1. Your agent is a data source

You spent earlier modules creating data by hand: golden eval cases (M20/M26), a fine-tuning dataset (M15). Production gives it to you for free, and better, because it is real: the actual questions your users ask, phrased the way they really phrase them, with the agent's actual answers. Add a way for users to signal quality (a thumbs up/down, an edit, a "try again") and you have LABELED data. That is the raw material of every improvement loop.

Analogy. A new shop guesses what to stock. A shop that has been open a year knows exactly what people ask for, because it watched. Your logs are that year of watching, if you keep them.

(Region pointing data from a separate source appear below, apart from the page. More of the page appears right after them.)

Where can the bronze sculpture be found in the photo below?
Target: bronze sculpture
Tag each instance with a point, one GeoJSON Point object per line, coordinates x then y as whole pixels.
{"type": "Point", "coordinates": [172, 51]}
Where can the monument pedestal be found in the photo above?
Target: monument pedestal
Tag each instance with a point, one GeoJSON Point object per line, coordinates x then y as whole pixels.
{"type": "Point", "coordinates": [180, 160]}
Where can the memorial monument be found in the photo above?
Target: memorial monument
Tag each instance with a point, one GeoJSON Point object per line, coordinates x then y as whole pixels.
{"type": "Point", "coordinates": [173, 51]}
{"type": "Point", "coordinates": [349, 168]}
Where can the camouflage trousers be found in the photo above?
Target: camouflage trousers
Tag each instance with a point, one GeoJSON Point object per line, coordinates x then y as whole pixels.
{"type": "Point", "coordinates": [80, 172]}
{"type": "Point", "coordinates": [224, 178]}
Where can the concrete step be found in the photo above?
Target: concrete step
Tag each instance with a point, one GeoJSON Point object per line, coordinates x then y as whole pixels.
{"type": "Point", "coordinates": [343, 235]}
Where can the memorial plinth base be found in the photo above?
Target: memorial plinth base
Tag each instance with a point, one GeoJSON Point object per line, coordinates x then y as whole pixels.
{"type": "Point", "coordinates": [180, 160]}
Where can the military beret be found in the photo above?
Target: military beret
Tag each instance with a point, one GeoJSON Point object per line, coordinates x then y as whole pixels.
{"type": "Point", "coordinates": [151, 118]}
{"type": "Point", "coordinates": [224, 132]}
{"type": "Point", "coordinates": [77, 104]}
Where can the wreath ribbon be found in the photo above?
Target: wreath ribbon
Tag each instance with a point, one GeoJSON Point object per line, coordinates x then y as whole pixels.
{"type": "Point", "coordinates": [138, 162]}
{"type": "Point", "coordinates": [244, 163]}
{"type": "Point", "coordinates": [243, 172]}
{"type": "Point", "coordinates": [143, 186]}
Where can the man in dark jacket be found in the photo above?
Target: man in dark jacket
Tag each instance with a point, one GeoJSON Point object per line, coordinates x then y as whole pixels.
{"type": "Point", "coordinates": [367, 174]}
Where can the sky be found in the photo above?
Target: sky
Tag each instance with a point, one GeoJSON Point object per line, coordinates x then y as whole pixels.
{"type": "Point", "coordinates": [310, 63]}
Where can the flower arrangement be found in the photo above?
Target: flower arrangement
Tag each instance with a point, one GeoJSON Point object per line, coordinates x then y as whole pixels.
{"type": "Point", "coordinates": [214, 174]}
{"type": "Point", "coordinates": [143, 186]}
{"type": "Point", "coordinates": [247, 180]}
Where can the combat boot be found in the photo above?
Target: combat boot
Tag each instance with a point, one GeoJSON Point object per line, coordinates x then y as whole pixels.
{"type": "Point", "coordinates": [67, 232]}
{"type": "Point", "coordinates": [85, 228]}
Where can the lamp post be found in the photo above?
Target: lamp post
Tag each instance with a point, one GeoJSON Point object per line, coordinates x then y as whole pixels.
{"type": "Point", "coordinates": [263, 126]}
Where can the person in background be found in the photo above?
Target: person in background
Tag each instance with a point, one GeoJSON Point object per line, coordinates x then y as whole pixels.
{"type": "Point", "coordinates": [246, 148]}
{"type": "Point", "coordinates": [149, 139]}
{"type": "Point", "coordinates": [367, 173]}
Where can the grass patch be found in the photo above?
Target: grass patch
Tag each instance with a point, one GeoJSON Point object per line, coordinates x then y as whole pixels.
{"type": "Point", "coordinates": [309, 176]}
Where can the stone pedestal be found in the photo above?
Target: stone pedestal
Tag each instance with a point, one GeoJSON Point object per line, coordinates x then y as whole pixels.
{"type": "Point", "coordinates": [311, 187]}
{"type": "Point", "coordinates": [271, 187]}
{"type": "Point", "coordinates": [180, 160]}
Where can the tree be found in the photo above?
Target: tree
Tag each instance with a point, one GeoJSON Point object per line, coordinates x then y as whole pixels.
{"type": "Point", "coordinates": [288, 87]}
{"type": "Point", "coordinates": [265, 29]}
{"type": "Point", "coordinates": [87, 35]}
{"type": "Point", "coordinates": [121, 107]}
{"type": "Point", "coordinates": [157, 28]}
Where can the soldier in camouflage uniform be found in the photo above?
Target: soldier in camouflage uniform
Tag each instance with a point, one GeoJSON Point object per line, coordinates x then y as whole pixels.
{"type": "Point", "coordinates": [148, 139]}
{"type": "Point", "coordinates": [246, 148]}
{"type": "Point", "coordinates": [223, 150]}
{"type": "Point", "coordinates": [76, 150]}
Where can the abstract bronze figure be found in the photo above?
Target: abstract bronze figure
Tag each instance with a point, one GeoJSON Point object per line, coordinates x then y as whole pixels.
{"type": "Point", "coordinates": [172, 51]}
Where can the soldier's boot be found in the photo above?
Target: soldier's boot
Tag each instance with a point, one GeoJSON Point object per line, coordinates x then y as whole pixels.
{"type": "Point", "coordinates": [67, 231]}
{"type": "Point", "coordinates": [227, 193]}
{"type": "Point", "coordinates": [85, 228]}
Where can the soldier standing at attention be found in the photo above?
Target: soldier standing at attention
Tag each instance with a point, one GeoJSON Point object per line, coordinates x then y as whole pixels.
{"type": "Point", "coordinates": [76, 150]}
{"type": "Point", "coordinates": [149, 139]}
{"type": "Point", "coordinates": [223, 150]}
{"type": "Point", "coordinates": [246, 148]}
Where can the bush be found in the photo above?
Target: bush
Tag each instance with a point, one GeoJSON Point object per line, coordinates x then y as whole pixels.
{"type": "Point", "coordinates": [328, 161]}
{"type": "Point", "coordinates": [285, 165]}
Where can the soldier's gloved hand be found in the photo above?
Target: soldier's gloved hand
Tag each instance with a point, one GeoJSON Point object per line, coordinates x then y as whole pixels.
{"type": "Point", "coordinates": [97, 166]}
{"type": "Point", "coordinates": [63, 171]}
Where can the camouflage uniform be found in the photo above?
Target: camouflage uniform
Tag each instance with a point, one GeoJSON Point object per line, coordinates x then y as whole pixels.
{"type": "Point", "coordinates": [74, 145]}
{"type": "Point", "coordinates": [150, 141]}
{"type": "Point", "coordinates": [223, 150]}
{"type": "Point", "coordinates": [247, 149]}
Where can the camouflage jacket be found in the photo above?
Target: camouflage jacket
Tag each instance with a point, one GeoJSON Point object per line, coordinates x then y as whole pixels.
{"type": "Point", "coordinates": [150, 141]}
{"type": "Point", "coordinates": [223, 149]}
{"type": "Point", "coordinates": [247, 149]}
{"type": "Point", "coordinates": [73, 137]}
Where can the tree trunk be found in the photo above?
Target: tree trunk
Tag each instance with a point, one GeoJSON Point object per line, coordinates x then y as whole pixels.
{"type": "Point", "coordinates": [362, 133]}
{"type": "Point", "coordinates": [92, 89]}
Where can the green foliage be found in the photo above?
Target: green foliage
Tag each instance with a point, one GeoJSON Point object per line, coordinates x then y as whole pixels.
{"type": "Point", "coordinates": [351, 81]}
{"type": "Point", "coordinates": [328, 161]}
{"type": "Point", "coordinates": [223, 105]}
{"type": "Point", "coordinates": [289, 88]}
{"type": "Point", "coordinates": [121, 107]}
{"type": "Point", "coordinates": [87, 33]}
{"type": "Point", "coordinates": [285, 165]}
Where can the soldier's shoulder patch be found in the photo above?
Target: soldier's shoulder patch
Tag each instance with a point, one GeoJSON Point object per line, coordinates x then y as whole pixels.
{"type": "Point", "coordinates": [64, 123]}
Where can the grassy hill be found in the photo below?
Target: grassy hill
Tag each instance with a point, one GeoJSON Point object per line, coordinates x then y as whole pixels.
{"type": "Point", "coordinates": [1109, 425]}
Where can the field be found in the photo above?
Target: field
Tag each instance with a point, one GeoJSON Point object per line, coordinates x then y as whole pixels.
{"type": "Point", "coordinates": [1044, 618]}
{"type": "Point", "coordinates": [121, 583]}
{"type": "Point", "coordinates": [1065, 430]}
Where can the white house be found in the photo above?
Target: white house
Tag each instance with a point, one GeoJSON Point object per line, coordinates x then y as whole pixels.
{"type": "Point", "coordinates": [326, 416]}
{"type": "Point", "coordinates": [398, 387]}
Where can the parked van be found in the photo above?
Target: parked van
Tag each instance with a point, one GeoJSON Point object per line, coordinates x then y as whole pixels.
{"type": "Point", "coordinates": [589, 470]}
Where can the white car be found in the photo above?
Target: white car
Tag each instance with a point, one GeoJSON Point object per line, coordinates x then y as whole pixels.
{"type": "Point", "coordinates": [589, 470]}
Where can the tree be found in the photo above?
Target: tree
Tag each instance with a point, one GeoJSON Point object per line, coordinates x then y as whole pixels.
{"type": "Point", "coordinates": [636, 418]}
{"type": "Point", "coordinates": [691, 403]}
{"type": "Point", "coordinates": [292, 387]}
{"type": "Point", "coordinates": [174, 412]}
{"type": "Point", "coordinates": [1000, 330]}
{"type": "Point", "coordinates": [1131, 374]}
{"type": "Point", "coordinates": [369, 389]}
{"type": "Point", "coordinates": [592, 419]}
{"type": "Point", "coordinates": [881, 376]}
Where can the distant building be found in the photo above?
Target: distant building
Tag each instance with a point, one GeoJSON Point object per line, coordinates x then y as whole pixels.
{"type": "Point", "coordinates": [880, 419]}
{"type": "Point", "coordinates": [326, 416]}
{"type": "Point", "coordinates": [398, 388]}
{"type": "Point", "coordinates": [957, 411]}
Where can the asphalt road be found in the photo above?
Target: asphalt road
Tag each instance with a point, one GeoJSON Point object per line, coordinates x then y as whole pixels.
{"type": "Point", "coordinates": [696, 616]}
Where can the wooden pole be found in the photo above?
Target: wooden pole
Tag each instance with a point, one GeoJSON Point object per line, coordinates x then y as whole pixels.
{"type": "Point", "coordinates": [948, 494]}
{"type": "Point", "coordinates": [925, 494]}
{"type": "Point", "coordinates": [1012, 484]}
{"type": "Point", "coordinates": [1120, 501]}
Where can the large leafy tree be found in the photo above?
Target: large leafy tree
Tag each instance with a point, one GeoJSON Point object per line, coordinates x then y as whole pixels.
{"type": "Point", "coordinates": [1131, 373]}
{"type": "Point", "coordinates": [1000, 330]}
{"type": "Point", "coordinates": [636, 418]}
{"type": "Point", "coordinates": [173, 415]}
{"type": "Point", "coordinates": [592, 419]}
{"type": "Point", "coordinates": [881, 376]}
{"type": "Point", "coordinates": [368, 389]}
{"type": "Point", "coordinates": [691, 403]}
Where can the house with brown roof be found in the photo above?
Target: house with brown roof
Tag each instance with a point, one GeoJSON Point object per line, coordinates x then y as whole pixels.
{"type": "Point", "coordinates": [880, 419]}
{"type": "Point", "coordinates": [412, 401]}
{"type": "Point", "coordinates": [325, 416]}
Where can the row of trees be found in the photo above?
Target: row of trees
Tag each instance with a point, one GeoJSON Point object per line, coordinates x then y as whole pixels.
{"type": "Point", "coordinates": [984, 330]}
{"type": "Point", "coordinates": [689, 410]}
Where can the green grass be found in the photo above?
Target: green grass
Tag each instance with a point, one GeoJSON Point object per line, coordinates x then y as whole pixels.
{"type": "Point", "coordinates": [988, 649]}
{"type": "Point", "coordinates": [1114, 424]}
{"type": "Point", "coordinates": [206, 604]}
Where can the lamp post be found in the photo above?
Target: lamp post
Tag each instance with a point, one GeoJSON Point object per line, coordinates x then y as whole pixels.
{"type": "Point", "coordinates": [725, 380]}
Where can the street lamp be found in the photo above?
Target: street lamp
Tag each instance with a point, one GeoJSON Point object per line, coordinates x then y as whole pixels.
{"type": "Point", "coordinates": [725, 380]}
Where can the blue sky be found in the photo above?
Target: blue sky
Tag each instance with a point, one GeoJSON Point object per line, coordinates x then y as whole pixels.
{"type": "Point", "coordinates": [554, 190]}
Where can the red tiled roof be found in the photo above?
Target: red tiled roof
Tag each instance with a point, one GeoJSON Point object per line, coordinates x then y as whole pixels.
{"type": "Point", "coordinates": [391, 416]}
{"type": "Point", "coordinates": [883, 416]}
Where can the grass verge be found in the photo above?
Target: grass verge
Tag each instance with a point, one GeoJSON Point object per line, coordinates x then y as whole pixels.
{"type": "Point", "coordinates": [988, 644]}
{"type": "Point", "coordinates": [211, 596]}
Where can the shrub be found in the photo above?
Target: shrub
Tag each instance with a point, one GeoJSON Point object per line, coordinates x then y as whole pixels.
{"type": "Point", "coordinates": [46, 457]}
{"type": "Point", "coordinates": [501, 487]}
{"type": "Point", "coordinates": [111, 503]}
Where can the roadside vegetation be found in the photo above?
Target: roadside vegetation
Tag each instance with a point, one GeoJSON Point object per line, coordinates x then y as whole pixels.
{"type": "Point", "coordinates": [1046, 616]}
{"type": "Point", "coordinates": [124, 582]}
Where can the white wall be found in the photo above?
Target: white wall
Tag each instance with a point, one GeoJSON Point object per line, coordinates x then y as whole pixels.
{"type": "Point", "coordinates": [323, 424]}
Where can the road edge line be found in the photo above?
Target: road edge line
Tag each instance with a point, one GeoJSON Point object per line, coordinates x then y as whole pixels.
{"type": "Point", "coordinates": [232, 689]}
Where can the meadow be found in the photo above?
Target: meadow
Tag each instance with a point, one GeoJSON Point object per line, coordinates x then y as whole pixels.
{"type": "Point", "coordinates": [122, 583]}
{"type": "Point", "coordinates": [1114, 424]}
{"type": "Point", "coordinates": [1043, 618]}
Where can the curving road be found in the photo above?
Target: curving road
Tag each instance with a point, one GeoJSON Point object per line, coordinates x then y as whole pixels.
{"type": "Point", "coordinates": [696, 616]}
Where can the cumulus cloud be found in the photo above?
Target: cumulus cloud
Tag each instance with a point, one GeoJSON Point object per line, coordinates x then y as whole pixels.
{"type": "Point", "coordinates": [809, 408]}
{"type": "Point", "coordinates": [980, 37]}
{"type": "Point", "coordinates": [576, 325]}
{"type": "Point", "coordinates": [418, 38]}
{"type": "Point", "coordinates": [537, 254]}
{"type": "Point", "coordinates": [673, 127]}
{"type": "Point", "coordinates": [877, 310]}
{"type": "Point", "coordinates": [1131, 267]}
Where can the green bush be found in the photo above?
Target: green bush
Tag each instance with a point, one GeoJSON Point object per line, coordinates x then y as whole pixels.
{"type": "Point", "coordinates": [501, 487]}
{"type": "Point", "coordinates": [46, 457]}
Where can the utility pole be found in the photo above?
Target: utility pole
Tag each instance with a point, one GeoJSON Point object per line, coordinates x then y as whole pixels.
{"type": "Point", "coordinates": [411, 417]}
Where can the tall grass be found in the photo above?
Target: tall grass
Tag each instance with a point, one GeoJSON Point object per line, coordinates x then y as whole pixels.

2. Capture, with privacy first

feedback_log.py logs each interaction as a JSONL record: the question, the answer, the sources, and a feedback field. The non-negotiable part: redact PII before you store anything. Feedback data is data you are now keeping, so the M14 rules apply, redact emails, phone numbers, and other identifiers at write time, get consent, and never log secrets. redact_pii does the obvious cases here; a real system extends it to its domain (names, account numbers, addresses) and minimizes what it keeps at all.

3. The three signals

Not all feedback means the same thing, and treating it bluntly is a mistake:

Thumbs up: the answer was good. A confirmed-good example: lock it in as a golden eval case (it must keep working) and use it as a training example.
Thumbs down + correction: the answer was wrong and a human told you the right one. The single most valuable record you can get: it becomes a regression eval case (one the agent currently fails) AND a corrected training example that teaches the fix.
Thumbs down, no correction: you know it was bad but not what "good" looks like. You cannot auto-label this; route it to a human for review. Guessing the expected answer would poison your data.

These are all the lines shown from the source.